The HHS Secretary's Advisory Committee on Human Research Protections (SACHRP) issued draft guidance in March 2013 on Internet Research. That guidance provides a very detailed discussion of the ethical issues involved in internet research. The SACHRP guidance is available at http://www.hhs.gov/ohrp/sachrp/mtgings/2013%20March%20Mtg/internet_research.pdf
The SBS IRB considers the information/data on websites that are freely accessible to anyone with internet access (without requiring user registration, log-in password, etc) to be analogous to information that is observable in physical public spaces, so long as de-identification, aggregation, and other usual anonymizing practices are part of the research design.

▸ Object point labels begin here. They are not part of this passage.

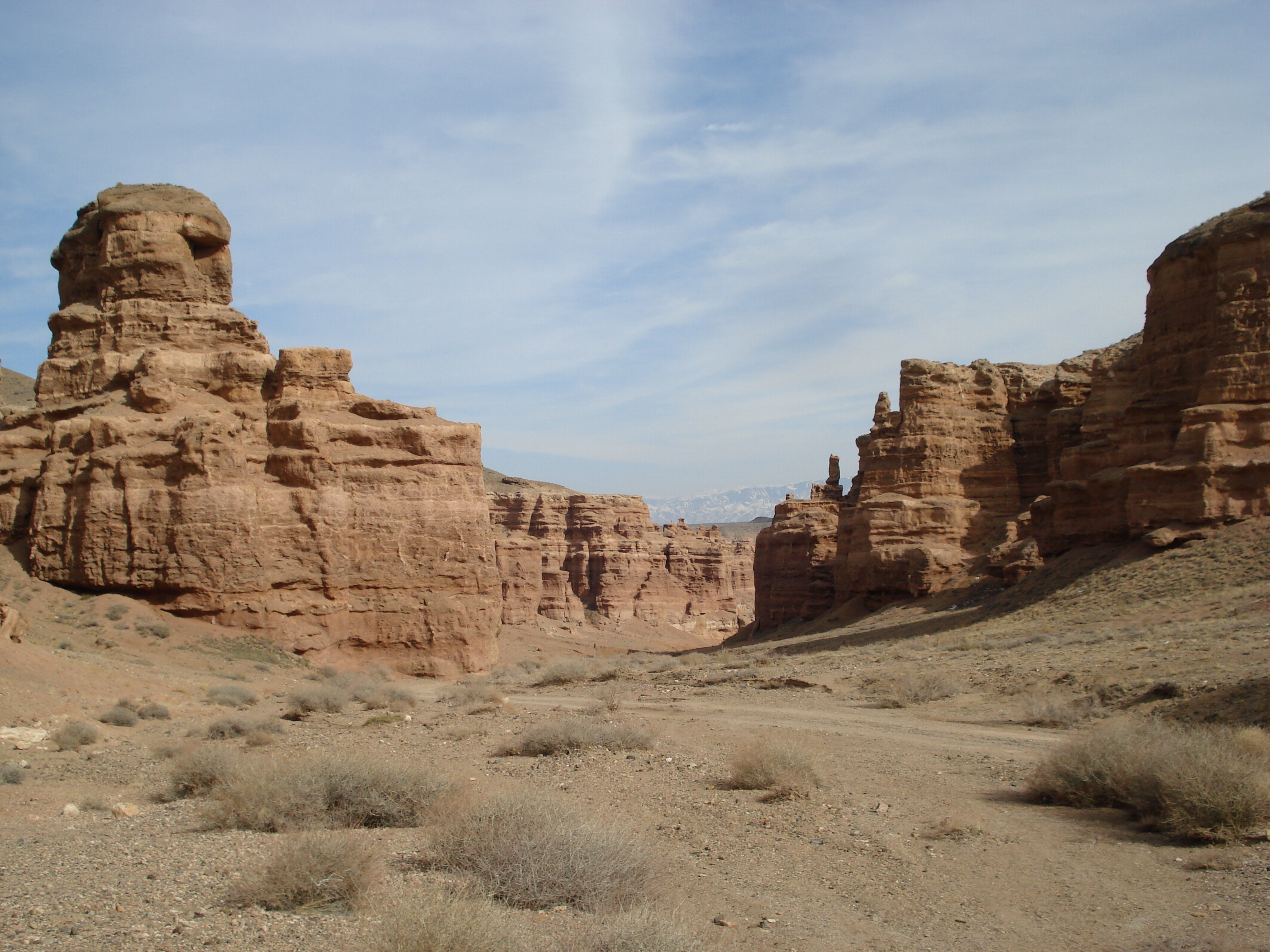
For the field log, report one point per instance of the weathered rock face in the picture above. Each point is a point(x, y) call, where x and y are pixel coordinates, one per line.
point(563, 554)
point(990, 469)
point(173, 459)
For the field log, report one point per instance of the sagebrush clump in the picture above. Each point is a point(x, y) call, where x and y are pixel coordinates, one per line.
point(310, 871)
point(1197, 782)
point(577, 734)
point(445, 922)
point(75, 735)
point(919, 688)
point(232, 696)
point(532, 851)
point(119, 716)
point(318, 697)
point(322, 793)
point(567, 671)
point(783, 769)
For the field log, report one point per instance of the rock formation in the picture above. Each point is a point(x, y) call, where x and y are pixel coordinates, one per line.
point(987, 470)
point(563, 554)
point(172, 457)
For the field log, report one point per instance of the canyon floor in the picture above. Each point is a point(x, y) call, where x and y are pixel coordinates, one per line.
point(920, 838)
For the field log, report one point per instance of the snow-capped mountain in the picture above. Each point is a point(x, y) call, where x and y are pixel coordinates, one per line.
point(730, 506)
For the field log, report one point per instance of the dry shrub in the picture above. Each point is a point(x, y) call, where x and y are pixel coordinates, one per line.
point(532, 852)
point(1198, 782)
point(200, 770)
point(664, 664)
point(119, 716)
point(610, 697)
point(229, 728)
point(444, 922)
point(567, 671)
point(473, 692)
point(358, 686)
point(312, 870)
point(1048, 711)
point(317, 793)
point(919, 688)
point(158, 630)
point(154, 711)
point(642, 930)
point(390, 697)
point(576, 734)
point(318, 697)
point(75, 735)
point(232, 696)
point(784, 769)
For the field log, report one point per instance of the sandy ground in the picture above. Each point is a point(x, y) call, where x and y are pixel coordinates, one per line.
point(920, 838)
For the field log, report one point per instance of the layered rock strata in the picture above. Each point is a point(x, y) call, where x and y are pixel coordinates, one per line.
point(990, 469)
point(566, 554)
point(172, 457)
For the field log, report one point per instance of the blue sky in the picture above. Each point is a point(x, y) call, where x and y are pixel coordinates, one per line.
point(656, 248)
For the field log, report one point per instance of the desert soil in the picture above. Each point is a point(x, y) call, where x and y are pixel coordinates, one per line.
point(920, 838)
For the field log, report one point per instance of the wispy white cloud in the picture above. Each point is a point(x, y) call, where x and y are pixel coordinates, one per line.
point(680, 245)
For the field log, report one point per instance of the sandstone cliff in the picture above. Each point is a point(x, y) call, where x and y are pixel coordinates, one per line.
point(987, 470)
point(563, 554)
point(172, 457)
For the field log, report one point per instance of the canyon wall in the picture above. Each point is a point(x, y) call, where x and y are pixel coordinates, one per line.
point(172, 457)
point(990, 469)
point(566, 554)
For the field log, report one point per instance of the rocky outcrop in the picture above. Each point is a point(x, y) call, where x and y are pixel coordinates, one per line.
point(172, 457)
point(564, 554)
point(990, 469)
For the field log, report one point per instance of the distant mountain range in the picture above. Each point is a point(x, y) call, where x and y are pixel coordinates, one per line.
point(730, 506)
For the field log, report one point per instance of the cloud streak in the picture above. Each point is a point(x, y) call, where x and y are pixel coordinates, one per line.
point(670, 247)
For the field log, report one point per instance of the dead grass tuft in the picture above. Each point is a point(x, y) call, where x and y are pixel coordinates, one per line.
point(232, 696)
point(229, 728)
point(200, 770)
point(119, 716)
point(576, 734)
point(785, 770)
point(390, 697)
point(642, 930)
point(473, 692)
point(567, 671)
point(309, 871)
point(917, 688)
point(75, 735)
point(444, 922)
point(308, 793)
point(154, 711)
point(318, 697)
point(532, 852)
point(1048, 711)
point(1206, 783)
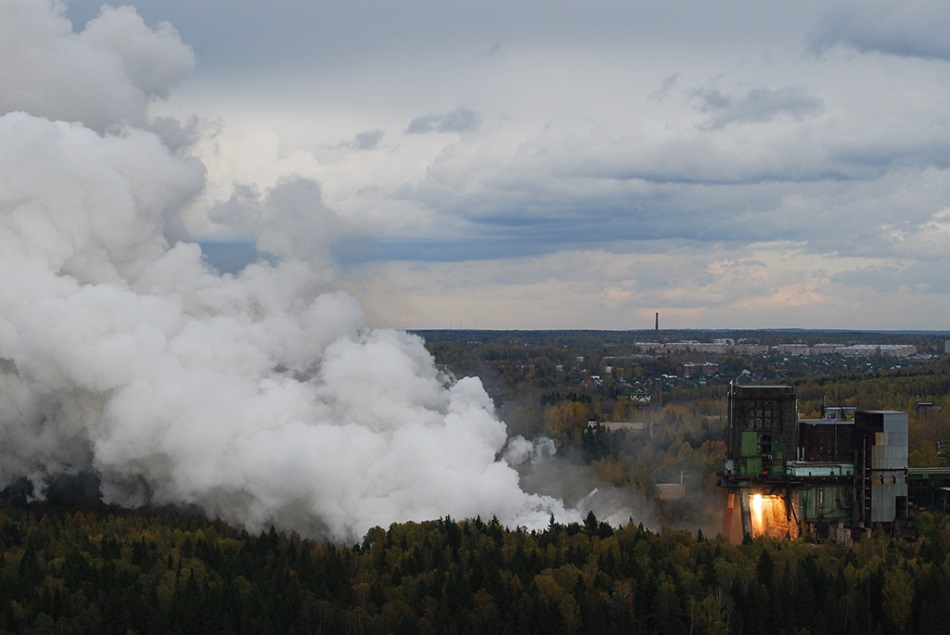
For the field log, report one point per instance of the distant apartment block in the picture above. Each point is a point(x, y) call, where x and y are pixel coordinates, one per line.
point(728, 346)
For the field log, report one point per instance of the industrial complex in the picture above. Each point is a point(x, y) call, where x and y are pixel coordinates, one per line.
point(825, 478)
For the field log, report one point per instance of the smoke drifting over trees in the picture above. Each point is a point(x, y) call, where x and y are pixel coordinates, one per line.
point(259, 397)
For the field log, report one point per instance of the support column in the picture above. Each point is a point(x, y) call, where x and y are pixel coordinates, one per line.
point(746, 512)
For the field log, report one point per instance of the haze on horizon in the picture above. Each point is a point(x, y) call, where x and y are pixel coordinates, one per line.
point(557, 165)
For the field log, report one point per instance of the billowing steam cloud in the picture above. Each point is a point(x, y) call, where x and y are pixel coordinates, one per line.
point(259, 397)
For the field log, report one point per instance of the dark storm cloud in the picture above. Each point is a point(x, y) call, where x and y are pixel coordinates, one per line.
point(368, 139)
point(914, 28)
point(757, 105)
point(461, 119)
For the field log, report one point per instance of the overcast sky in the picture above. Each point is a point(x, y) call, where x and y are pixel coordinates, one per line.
point(578, 165)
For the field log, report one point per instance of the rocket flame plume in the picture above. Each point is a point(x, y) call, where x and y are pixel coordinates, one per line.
point(258, 397)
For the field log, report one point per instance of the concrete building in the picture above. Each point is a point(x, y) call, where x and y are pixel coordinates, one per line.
point(827, 477)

Many studies have turned to services that keep contact with a large number of volunteer or paid potential research subjects, who are invited to participate in a specific web-mediated study/survey, to which they are specifically asked to consent when participating. We have distinguished the phases of "recruitment" and "consent" in this way, and allow this kind of recruitment so long as we have reviewed the standards of the web service for separating identifying and other contact information for potential research subjects and any demographic information they may supply in otherwise anonymized fashion as variables of the research protocol.
When third-party web-based databases are downloaded and used for research, we are concerned with whether or not identification of specific individual research subjects is possible from the way such data are presented. If data from two or more databases are connected together by the researcher, we are particularly concerned with the maintenance of anonymity as data-cells become more and more specific.
Of course, just as in non-internet studies, researchers frequently may wish to have access to actual identifiers for research subjects who have properly consented to participate, and to archive these for various periods of time. We understand researchers' needs for identifiers, but will ask that appropriate protections for data confidentiality be in place.
Recently, researchers found a data security vulnerability in Amazon Mechanical Turk (mTurk) that can allow mTurk worker IDs to be connected to personally identifying information that mTurk workers post on their Amazon profile pages. For a thorough discussion of this topic, see the journal article titled "Mechanical Turk is Not Anonymous," available at http://papers.ssrn.com/sol3/papers.cfm?abstract_id=2228728. The IRB will expect that appropriate language be included in mTurk consent scripts to alert mTurk participants to this vulnerability and explain how participant confidentiality will be protected. For example, a consent form might say "Please be aware that any work performed on Amazon MTurk can potentially be linked to information about you on your Amazon public profile page, depending on the settings you have for your Amazon profile. We will not be accessing any personally identifying information about you that you may have put on your Amazon public profile page. We will store your mTurk worker ID separately from the other information you provide to us."